В понедельник, в конце дня, Дэниел работал в малом архивном кабинете один. Он не вполне понимал, что заставило его вернуться к этим плотно набитым, затхлым полкам, если не считать такой поступок исполнением самоналоженного наказания. Казалось, он ни на минуту не может выбросить из головы свой страшный промах с алиби Эсме Карлинг. Ведь его провела не только Дэйзи Рид, его обманула и Эсме Карлинг, а на нее-то он мог сильнее надавить. Дэлглиш больше не упоминал о его ошибке, но он ведь не из тех, кто такие вещи забывает. Дэниел не мог бы сказать, что хуже — снисходительность А.Д. или тактичность Кейт.

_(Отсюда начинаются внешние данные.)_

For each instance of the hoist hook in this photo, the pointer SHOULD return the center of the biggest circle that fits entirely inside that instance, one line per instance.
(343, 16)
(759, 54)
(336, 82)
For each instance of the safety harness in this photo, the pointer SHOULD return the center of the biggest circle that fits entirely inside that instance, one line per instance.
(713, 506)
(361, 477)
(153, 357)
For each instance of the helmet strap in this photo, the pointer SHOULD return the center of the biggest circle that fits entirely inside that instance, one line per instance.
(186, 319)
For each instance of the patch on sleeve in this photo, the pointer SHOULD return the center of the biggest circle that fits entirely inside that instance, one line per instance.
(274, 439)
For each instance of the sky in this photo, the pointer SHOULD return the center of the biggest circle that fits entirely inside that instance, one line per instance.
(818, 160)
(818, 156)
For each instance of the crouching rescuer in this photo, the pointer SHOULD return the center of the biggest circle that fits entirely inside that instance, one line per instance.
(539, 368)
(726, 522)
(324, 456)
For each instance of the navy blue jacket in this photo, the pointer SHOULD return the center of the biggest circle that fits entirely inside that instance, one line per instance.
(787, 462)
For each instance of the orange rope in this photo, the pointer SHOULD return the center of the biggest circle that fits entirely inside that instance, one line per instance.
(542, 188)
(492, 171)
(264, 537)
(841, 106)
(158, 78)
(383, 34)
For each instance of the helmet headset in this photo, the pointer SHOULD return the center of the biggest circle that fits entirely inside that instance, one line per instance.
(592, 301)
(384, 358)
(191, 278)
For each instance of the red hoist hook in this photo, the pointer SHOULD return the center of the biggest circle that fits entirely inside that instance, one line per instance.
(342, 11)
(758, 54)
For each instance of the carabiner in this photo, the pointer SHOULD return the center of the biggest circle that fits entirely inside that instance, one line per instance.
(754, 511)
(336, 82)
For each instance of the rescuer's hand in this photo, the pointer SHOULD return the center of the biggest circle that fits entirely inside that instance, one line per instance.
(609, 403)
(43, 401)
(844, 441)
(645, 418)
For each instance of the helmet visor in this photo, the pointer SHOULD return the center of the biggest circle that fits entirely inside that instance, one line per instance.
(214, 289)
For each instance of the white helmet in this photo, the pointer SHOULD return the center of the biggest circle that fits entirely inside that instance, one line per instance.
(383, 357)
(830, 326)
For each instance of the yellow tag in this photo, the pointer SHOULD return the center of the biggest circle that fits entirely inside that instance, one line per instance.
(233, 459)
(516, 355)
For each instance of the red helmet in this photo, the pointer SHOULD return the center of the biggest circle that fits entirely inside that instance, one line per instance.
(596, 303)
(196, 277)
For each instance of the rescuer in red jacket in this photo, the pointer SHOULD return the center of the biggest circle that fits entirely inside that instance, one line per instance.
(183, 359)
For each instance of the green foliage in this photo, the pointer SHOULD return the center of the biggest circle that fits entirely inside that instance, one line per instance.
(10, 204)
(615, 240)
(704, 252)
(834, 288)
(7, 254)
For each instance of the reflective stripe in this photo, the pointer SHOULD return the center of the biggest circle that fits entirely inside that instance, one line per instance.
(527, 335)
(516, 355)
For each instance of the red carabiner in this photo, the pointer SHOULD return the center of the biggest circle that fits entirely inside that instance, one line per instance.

Он упорно работал, каждый раз относя пачку из примерно десяти папок в малый архивный кабинет. Здесь было вполне тепло — его снабдили небольшим электрокамином. Но комната была неудобной. Если камин не был включен, комнату немедленно наполнял промозглый холод, который казался каким-то противоестественным, а при включенном камине в кабинете становилось неприятно жарко. Дэниел не был суеверен. Его не преследовало ощущение, что призраки неупокоенных мертвецов следят за его одинокими методичными поисками. Комната сама по себе была мрачной, бездушной, безликой, порождающей смутную тревогу — как ни парадоксально, не из-за заразительного страха, но из-за его отсутствия.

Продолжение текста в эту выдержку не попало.